Our distant ancestors saw a fascinating spectacle in the sky. The word ‘moon’ is a surviving expression of this. An ‘evolutionary artifact’. It tempts us to go (back) to the moon and beyond, on a way to unknown words.
In the beginning was the Word.
By hand I’ve notched a ‘maan reading board’ in a 8x5x2mm piece of slate. Once slate was used in schools to write on. Reading boards are still used.
The word “maan” (“Moon”) became part of our earthly culture through the Proto-Indo-European“mḗh₁n̥s” → Germanic “mēnô” → Old Dutch “māno” → Middle Dutch ”mane”/”maen”.
“mḗh₁” in “mḗh₁n̥s” means to ‘measure’. “Maan” has helped the way we view the world and the universe and still stimulates us to technological progress (such as being able to go to the Moon).
Just as our prehistoric ancestors did at the sight of a fascinating night sky with a mysterious “mḗh₁n̥s”, astronauts in space also searched for words (or remained speechless) to express their impressions.
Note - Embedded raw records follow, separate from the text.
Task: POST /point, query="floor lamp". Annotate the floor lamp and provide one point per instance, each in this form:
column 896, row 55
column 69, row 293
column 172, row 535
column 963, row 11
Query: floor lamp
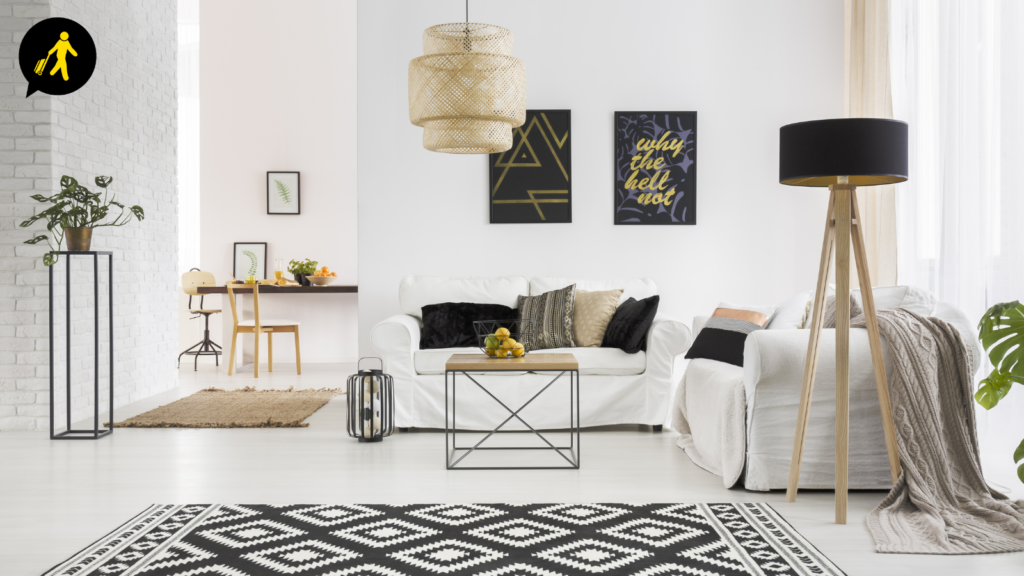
column 843, row 154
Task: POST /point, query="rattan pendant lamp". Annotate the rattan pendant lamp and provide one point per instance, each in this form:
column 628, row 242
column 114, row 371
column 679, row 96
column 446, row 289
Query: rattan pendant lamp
column 467, row 91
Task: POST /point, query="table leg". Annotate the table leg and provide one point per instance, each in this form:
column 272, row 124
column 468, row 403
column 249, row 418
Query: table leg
column 226, row 328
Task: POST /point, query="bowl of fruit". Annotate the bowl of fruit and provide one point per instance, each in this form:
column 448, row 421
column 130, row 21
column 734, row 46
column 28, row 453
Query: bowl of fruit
column 501, row 338
column 323, row 277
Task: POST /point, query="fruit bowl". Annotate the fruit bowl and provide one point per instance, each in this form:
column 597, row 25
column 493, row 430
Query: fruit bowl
column 501, row 338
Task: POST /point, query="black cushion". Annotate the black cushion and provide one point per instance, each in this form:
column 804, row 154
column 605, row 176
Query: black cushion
column 628, row 328
column 716, row 343
column 451, row 324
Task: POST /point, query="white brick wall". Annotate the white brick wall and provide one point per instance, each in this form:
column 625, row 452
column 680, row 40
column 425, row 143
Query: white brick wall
column 122, row 123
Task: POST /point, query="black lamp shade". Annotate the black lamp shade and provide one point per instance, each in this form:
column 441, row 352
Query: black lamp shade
column 869, row 151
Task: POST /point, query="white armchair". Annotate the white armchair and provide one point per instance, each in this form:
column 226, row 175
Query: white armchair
column 739, row 421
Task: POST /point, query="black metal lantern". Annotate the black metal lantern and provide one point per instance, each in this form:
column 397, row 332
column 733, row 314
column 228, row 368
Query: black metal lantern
column 371, row 404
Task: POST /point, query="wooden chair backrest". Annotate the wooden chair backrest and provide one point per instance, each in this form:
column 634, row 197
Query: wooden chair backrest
column 193, row 280
column 230, row 298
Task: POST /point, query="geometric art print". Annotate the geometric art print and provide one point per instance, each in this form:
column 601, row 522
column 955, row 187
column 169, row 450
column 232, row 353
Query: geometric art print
column 532, row 180
column 458, row 539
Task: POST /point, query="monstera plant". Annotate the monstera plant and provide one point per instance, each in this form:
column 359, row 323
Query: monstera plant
column 1001, row 332
column 76, row 208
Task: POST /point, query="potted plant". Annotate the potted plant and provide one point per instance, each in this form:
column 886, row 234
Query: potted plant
column 300, row 270
column 76, row 211
column 1001, row 332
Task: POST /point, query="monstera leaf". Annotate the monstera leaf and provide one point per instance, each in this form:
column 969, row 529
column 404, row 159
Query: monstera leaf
column 1001, row 332
column 1019, row 457
column 992, row 389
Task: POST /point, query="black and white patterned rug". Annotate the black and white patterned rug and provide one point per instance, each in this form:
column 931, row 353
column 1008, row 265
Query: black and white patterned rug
column 460, row 539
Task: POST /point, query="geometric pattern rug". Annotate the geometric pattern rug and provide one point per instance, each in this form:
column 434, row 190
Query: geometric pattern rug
column 459, row 539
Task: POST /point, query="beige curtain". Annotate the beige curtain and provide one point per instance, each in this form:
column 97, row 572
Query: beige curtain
column 868, row 94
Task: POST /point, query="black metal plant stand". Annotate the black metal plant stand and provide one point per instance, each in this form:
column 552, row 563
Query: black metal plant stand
column 95, row 433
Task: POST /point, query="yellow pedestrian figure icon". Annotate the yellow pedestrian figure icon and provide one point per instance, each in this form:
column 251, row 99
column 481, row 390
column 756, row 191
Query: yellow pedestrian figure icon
column 61, row 48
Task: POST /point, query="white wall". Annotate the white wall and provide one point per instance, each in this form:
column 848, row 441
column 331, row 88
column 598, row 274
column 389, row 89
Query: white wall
column 122, row 123
column 278, row 92
column 747, row 68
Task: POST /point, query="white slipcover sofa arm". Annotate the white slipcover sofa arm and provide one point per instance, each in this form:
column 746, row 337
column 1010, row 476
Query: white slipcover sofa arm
column 395, row 339
column 698, row 324
column 666, row 339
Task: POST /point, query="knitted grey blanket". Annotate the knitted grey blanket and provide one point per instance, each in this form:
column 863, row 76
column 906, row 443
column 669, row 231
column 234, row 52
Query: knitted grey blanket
column 940, row 503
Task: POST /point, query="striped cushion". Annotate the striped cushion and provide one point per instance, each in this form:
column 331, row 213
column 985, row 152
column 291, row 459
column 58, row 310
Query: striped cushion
column 551, row 314
column 723, row 336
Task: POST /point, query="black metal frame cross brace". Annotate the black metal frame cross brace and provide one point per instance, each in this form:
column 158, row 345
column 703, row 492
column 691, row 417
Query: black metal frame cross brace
column 451, row 448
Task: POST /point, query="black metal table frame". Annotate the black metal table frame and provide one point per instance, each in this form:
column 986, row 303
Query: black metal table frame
column 573, row 447
column 95, row 433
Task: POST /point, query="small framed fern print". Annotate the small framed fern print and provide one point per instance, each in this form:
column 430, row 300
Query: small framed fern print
column 250, row 259
column 283, row 193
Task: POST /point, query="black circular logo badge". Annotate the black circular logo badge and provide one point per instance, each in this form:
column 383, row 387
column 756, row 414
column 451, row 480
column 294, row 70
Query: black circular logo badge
column 57, row 56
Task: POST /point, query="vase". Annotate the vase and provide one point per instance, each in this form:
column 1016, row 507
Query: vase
column 79, row 239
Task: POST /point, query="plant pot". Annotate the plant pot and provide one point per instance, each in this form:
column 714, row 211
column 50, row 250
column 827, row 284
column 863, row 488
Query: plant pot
column 79, row 239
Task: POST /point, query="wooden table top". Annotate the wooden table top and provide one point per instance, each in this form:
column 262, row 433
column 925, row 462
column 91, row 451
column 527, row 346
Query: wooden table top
column 531, row 361
column 269, row 289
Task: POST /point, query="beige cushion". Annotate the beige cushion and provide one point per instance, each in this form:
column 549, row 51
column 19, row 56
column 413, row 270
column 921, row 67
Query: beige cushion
column 593, row 362
column 591, row 315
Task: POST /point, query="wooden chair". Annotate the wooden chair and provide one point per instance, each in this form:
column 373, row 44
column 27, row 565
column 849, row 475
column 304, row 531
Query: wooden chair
column 259, row 326
column 190, row 281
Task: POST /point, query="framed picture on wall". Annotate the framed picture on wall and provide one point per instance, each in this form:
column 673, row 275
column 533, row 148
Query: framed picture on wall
column 283, row 193
column 532, row 180
column 250, row 259
column 655, row 168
Especially those who had been to the Moon. Some tried to describe their experience outside of Earth’s atmosphere with phrases in ‘1G words’ such as, “Oh, this is really profound” (Dave Scott, Apollo 15).
Back on Earth, the Moon had changed these space heroes forever. Therefore I think in the future community of lunar settlers, terrestrial words will evolve into extraterrestrial words. ‘Measured words’ that are still unknown, but with which humans in a dangerous and breathtaking 1/6G environment someday will express themselves. “1/6G words” will help give meaning to a lunar civilization and make it successful. One day there will be reading boards in 1/6G classrooms.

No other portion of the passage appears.